How could this have ever been a good idea? Margaret had had an ideal of tranquillity, and had imagined that it might be found up here on the Heath, on the windy summit of Parliament Hill, amid the kite flyers and dog walkers, with London indistinct and silent below. She had imagined tranquillity – not that this was a quality familiar in her life. And now she was here, under the shadows of the trees on the Heath, with twilight not far off. Tranquillity though: this remained unattainable. It would always be unattainable. She felt caught, suddenly, in a web of relationships: these two men who flanked her; her mother and father, in distant Ireland. She would be better off on her own – but no: her soul flinched at the idea.
Never alone.
She cleared her throat. ‘Will we make for Parliament Hill?’
*
‘High thinking, plain living and small economies. So they said.’
Margaret murmured, ‘Who said?’
‘Some commentator. About Hampstead at the turn
of the century. Gas lamps and poets and intellectuals. The Hampstead women bought their necklaces one bead at a time, from a bead shop on the High Street. Not much money, you see, but they needed to keep up appearances.’
Patrick was filled with malice. A spirit of wickedness, his mother would have said: ready to sweep away any happiness, any smoothness or comfort or tranquillity. He pointed to the old well still in place there on Well Walk.
‘Dark as sherry, they said, with the iron content. You could draw the water right here. Set you up for the day.’ He thought of cholera, himself, and typhoid: these were his associations with London pumps and wells – but iron and in particular sherry served his purposes better at this moment than typhoid and cholera.
Robert might be at his ease around typhoid and cholera. Sherry, though – never.
Not much going on with Robert at the moment. Patrick watched him lope along in his heavy jacket, silent. He seems to have run out of juice, he thought, our simian friend. And she was silent too.

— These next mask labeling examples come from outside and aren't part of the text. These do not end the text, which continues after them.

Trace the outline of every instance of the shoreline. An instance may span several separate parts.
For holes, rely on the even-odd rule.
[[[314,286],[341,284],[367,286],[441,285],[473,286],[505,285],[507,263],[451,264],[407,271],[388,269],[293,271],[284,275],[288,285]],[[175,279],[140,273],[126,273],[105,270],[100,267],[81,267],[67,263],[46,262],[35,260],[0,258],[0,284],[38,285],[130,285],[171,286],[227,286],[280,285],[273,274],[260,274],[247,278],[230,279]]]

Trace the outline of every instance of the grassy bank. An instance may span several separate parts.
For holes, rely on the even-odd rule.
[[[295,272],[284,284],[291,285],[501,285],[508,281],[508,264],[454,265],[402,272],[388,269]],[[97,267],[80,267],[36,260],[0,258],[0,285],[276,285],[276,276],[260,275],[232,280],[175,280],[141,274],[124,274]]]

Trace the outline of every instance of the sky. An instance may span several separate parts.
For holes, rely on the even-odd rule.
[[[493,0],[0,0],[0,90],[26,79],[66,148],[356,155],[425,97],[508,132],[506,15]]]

Never mind, thought Patrick. There was a whole lot left to say. He moved on to Well Walk itself.
‘And Keats again: he lived at Number Forty-Six, and DH Lawrence in Number Thirty-Two,’ he rattled on, winding up the tension, ‘and Constable lived – somewhere too. Somewhere along here. Maybe it’s been demolished.’
Nobody said anything. A hot, dirty breeze rattled the dry, heat-struck leaves of the lime trees: and it occurred to Patrick that in fact, he was not, now, enjoying this very much. He had checked his references, he knew all these irritating facts in advance, Margaret had filled him in on Robert’s background with quite enough detail for him to set about pressing all the correct buttons. And he had been pressing them and watching the result.
And yet now the results were in, and there wasn’t much satisfaction to be had.